A depressao tropical 10 intensificou-se e foi nomeada como Tempestade Tropical JOYCE


----------



## FranciscoSR (23 Ago 2012 às 22:49)

Hey Vince, tudo nice?

Olha, eu não vi como o Gordon se formou, só comecei a segui-lo quando se afastava das Bermudas e vinha em nossa direção (Açores).
Esta Joyce, está a seguir o mesmo percurso, ou semelhante?

Cumprimentos!


----------



## LMCG (23 Ago 2012 às 23:45)

FranciscoSR disse:


> Hey Vince, tudo nice?
> 
> Olha, eu não vi como o Gordon se formou, só comecei a segui-lo quando se afastava das Bermudas e vinha em nossa direção (Açores).
> Esta Joyce, está a seguir o mesmo percurso, ou semelhante?
> ...



Ve o mapa histórico de ventos do Gordon.
Quanto ao Joyce... parece que vai mesmo até às Bermudas!


----------



## FranciscoSR (24 Ago 2012 às 00:29)

Onde vejo isso? NHC?


----------



## Agreste (24 Ago 2012 às 08:20)

LMCG disse:


> Ve o mapa histórico de ventos do Gordon.
> Quanto ao Joyce... parece que vai mesmo até às Bermudas!

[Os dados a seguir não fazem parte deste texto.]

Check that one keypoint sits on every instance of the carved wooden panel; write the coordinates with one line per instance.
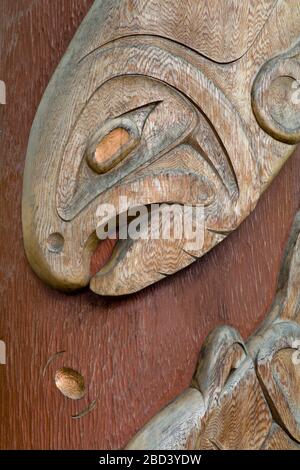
(143, 109)
(136, 353)
(243, 396)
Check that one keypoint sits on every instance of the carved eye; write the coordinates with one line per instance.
(112, 144)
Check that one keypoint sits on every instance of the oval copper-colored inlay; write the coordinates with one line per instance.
(111, 144)
(70, 383)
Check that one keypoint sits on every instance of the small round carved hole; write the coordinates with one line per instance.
(70, 383)
(55, 243)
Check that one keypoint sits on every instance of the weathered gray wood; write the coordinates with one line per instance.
(250, 392)
(190, 85)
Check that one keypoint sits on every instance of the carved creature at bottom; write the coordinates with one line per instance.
(243, 396)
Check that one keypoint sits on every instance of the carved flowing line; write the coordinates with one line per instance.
(200, 54)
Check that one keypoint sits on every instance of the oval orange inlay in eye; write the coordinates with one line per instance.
(111, 144)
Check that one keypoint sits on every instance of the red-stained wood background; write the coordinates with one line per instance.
(137, 353)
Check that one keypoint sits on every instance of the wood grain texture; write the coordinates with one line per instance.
(195, 138)
(129, 351)
(248, 394)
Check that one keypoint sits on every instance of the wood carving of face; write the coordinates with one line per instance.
(189, 102)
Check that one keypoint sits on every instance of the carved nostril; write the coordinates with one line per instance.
(70, 383)
(55, 243)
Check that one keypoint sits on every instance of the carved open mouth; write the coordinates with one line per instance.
(183, 180)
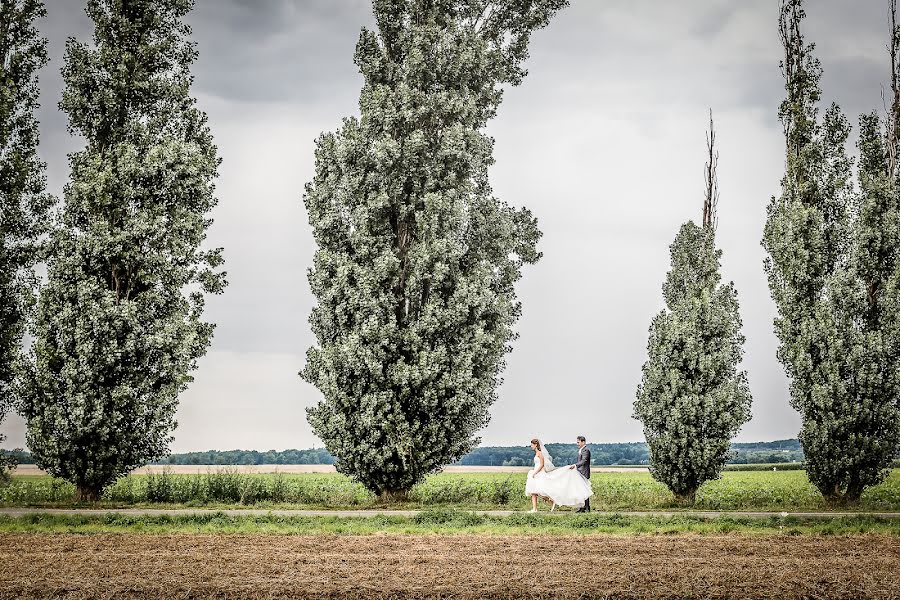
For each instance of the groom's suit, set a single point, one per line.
(583, 464)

Parece que sim mas se vires bem, no gráfico da trajectória do NHC aparecem o Corvo e as Flores no canto superior direito.


----------



## MSantos (24 Ago 2012 às 11:39)

O JOYCE enfraqueceu devido às condições difíceis que atravessa (shear e ar seco), é agora apenas uma depressão tropical.

Deixo aqui a _forecast discussion_ para este sistema, sempre interessantes de ler. 



> 000
> WTNT45 KNHC 240848
> TCDAT5
> 
> ...


----------



## MSantos (24 Ago 2012 às 19:08)

O JOYCE já era, o NHC não vai lançar mais avisos sobre este sistema, aqui fica o ultimo:



> 000
> WTNT35 KNHC 241433
> TCPAT5
> 
> ...


----------